We show that the utility of a minimally invasive metagenomic sequencing assay for pulmonary tuberculosis diagnostics is dependent on the geographic origin of control samples and limited by the low abundance of M. tuberculosis in extrapulmonary sampling sites. Such an assay is sensitive to the detection of nontuberculous mycobacteria that arises from a lifelong exposure to species from the Mycobacterium genus and contributes to the microbiome composition of samples originating from TB endemic regions. Our findings demonstrate that the influence of geography on the microbiome directly impacts the diagnostic performance: the inclusion of non-endemic samples in the control cohort invariably results in a near perfect test while poor diagnostic separation is obtained for geographically-controlled TB positive and TB negative individuals. Mathematical modeling demonstrates that the diagnostic potential is correlated with the abundance of M. tuberculosis DNA relative to the background of nontuberculous mycobacterial DNA. Quantitative comparisons to matched qPCR reveals that nontuberculous mycobacterial DNA is 23-fold or more abundant than the abundance M. tuberculosis DNA in the samples investigated here.

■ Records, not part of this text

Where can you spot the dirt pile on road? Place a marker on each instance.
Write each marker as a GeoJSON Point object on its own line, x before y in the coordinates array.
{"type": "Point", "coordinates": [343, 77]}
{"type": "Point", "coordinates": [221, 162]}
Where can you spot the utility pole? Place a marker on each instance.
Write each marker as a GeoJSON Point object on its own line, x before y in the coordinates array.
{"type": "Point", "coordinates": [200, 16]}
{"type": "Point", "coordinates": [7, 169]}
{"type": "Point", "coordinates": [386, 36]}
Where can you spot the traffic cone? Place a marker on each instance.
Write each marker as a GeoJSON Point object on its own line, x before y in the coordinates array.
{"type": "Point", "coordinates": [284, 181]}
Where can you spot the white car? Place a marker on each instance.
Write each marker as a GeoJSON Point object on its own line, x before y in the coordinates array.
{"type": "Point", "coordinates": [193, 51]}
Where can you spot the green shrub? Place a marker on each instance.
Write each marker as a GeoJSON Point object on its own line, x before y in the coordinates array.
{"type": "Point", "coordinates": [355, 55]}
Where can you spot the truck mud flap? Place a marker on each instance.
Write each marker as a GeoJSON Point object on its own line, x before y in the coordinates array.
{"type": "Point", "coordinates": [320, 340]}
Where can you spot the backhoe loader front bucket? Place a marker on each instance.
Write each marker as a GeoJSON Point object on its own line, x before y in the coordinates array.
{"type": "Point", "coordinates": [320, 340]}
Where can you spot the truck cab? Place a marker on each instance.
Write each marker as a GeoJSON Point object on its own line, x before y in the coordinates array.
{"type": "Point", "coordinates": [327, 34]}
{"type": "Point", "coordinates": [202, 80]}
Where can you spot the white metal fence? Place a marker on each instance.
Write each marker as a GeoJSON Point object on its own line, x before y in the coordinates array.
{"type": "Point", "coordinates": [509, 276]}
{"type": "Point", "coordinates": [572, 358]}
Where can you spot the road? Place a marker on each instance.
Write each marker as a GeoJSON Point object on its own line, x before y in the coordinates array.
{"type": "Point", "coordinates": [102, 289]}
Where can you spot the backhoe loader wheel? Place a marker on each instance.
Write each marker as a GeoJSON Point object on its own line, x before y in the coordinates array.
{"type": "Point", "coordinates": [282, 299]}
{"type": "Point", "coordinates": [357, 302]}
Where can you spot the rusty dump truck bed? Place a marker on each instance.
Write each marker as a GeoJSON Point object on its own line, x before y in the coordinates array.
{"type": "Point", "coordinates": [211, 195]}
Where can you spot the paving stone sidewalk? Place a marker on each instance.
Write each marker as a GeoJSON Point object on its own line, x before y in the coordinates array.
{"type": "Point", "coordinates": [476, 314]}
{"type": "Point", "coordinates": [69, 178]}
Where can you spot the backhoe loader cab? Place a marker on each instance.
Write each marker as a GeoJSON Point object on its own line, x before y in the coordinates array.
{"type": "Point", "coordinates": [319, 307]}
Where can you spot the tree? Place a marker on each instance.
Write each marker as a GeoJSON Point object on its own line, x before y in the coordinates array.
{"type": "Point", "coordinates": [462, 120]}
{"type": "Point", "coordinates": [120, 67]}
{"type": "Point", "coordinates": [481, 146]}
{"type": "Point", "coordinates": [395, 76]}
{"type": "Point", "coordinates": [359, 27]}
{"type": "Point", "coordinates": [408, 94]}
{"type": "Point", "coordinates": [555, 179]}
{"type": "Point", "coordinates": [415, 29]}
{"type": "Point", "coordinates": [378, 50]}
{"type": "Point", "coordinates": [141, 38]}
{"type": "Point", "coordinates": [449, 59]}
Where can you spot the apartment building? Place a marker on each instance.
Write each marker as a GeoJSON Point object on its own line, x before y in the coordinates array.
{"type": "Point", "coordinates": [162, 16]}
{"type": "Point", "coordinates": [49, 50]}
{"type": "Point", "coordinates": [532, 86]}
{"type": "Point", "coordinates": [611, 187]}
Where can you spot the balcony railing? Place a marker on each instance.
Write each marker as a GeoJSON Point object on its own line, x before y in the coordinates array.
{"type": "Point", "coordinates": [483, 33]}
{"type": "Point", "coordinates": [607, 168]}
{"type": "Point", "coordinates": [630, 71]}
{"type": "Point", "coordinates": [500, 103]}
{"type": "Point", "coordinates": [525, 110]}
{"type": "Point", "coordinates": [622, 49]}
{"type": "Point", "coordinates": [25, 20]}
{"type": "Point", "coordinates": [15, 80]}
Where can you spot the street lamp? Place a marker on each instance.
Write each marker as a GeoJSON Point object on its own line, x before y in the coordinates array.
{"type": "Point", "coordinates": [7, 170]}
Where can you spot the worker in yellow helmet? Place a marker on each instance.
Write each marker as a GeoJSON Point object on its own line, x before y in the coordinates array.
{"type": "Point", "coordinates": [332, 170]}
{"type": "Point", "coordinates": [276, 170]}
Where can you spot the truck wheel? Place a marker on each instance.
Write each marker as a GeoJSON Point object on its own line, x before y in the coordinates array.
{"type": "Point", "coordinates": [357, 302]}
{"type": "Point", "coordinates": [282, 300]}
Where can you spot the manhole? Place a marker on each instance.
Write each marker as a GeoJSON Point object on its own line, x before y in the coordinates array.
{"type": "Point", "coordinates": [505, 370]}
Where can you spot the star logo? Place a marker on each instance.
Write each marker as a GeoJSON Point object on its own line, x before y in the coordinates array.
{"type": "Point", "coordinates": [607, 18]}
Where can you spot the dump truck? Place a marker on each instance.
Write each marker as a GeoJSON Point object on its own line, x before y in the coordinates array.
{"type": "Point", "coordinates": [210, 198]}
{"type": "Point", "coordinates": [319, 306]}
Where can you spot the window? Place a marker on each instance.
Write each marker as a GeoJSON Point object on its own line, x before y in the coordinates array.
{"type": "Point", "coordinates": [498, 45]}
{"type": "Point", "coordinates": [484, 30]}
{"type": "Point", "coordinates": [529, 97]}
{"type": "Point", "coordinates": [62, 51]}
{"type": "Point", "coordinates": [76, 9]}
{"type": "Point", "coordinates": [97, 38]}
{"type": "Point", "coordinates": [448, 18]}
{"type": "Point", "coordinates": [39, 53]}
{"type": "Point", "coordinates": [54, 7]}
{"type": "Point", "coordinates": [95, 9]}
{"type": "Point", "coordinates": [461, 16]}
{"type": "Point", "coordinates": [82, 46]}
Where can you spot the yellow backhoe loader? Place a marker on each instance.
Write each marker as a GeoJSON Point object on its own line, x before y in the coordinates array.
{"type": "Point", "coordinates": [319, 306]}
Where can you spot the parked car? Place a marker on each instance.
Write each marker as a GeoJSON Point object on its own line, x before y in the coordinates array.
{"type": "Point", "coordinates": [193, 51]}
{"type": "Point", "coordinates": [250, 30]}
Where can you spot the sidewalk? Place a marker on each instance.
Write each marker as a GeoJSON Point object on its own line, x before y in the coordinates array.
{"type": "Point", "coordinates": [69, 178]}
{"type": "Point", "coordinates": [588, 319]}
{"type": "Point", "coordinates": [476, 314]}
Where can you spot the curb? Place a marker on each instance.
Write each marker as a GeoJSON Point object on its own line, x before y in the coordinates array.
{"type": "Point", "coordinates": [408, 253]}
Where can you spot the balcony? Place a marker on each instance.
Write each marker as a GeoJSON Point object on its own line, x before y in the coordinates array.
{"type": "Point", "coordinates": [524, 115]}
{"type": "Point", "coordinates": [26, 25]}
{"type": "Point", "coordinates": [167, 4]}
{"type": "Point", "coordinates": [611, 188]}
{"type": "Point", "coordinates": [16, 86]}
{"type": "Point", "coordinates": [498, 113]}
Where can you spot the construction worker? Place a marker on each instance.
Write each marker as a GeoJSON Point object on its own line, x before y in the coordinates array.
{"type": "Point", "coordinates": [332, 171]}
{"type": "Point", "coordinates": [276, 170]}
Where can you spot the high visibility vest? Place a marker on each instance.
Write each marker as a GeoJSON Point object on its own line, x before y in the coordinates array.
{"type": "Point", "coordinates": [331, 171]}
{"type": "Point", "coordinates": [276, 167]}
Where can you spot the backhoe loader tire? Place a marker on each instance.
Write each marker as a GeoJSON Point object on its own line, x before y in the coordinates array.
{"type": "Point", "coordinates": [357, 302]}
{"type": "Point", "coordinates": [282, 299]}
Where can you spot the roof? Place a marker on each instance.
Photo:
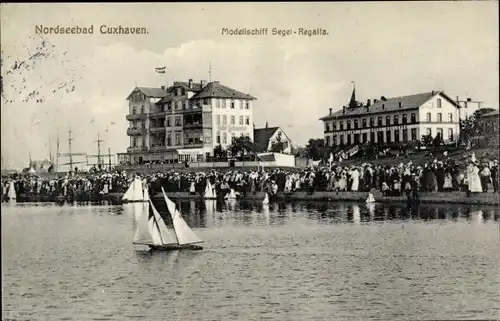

The overwhelming biological background of Mycobacterium in samples of interest, in combination with the low abundance of M. tuberculosis in extrapulmonary sampling sites, presents a major barrier for the implementation of an unbiased metagenomic DNA sequencing assay for pulmonary tuberculosis diagnostics.

Detection of tuberculosis using a metagenomic sequencing assay for tuberculosis diagnostics is thus akin to looking for a needle in a haystack: M. tuberculosis DNA constituted less than 4.4% of the total abundance of Mycobacterium in samples from TB endemic regions included in this study. Our work suggests that the median abundance of M. tuberculosis is lower than 0.06 and 0.42 copies/mL in blood and urine, respectively, and lower than 284 genome copies/µg of DNA collected by oral swab, an estimate that is in agreement with previous reports quantifying the abundance of M. tuberculosis DNA through sequence-specific amplification8,27. Improvements to a metagenomic sequencing assay for tuberculosis diagnostics could be made by increasing the volume of input biofluid28, choosing a sample preparation workflow with improved DNA extraction and short read amplification12,27, or enriching for M. tuberculosis-specific sequences using ultrashort PCR amplicons8,29. These approaches would minimize noise from nontuberculous mycobacteria and increase the sequencing budget allocated to M. tuberculosis. Additionally, further exploration of the nontuberculous mycobacteria fraction may reveal patterns in disease outcome and provide new insights in the development of a robust geographic control. Together, our results reveal challenges and opportunities for the development of a DNA-based diagnostic tests for pulmonary tuberculosis and provides a comprehensive characterization of M. tuberculosis in extrapulmonary sites that can inform the development of molecular tests.